Um Seefahrtslieder wahrhaft genießen zu können, muss das Ambiente stimmen. So ist denn auch schon vor dem Schmidt Theater alles auf Seefahrt eingestellt, laden doch Kapitän Pierre (Tilman Madaus) und seine Crew zur Uraufführung von Ahoi – die einzig wahre Seemannsrevue, bei der Petra Klämpges Regie führt. Vorbei an einer auf metallicblauem Bonbonpapier Schifferklavier spielenden Frau, begeben sich die Zuschauer über eine Schiffsbrücke auf die MS Schmidt.
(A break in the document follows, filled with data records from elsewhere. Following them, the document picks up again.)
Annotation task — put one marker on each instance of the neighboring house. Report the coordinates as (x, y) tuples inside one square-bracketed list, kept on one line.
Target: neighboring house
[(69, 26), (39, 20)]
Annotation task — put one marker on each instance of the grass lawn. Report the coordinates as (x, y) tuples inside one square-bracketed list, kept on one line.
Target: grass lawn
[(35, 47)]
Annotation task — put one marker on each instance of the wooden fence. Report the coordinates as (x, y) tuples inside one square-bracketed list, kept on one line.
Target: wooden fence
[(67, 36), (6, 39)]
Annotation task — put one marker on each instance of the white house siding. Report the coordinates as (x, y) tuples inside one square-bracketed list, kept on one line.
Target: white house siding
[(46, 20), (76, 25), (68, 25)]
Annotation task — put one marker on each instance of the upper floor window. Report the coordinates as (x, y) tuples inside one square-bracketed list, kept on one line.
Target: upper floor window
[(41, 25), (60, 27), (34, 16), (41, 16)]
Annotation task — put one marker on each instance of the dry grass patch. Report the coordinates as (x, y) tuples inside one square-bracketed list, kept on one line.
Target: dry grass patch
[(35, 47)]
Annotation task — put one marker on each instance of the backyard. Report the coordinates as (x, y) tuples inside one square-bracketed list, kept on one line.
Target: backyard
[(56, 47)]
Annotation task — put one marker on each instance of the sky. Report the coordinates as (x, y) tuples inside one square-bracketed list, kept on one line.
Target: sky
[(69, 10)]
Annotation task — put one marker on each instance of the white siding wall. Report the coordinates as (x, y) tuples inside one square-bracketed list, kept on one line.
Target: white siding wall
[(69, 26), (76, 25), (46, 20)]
Wie man sich nun eine Kreuzfahrt an Bord dieses Schiffes vorstellen darf, erfährt man in den folgenden zwei Stunden: Zuerst einmal begrüßt der erste Offizier Johnny (Stefan Huebsch) die Passagiere mit der Aussicht auf musikalische Unterhaltung aufs Herzlichste. Die Band jedoch ist krank, der Auftritt muss beinahe ins Wasser fallen.
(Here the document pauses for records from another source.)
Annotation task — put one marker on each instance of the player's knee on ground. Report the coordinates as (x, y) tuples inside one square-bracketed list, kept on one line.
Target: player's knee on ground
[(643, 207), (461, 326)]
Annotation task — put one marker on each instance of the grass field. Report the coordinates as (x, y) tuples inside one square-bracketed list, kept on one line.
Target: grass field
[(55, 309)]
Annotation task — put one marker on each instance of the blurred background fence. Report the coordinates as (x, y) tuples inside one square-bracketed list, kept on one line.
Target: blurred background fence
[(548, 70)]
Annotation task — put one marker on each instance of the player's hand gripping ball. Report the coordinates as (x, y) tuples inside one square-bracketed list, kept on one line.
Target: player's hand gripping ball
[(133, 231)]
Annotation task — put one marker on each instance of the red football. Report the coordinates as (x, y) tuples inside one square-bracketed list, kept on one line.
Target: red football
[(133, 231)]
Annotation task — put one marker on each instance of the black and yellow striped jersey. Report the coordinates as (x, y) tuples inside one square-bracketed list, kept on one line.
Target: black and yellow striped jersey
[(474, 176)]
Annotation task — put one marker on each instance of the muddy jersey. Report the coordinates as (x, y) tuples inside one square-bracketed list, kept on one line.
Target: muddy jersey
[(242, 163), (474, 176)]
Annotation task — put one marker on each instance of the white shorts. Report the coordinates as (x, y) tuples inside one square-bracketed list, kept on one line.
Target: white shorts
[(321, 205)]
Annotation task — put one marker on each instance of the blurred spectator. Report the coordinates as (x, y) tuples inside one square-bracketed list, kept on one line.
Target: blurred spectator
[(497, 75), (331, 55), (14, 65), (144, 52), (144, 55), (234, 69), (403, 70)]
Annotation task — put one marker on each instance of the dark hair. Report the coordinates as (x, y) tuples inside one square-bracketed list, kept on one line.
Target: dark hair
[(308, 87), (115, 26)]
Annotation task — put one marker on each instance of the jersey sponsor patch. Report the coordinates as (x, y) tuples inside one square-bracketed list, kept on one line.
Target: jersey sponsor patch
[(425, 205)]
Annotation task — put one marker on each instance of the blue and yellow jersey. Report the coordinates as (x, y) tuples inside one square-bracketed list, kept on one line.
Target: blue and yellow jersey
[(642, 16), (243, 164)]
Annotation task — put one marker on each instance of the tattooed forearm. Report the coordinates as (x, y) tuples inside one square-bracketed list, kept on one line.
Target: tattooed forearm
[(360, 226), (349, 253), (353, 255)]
Günstig, dass sich auch die Besatzungsmitglieder allesamt aufs Singen verstehen und quasi einspringen können. Den Part der Sängerin Lulu übernimmt kurzerhand Krankenschwester Paula (Yvonne Bitter), die sogleich zur ganz heißen lady in red mutiert und das erste Lied des Abends anstimmt: „Johnny, nimm das Heimweh mit.“

So hat das Publikum es mit einer Geschichte in einer Geschichte zu tun, was durchaus unterhaltsam ist. Schließlich sehen auch Schiffskoch Fiete (Ferdinand Hlebayna) und Schiffsjunge Hein (Nils Owe Krack) endlich ihre Chance, sich an Bord etwas in den Vordergrund zu spielen. Aus vollem Halse schmetternd zeigen sich die Besatzungsmitglieder gegenseitig, wer der Beste ist. So sind denn die alten Themen Konkurrenz und Kampf um die Liebe auch auf der MS Schmidt ständig präsent.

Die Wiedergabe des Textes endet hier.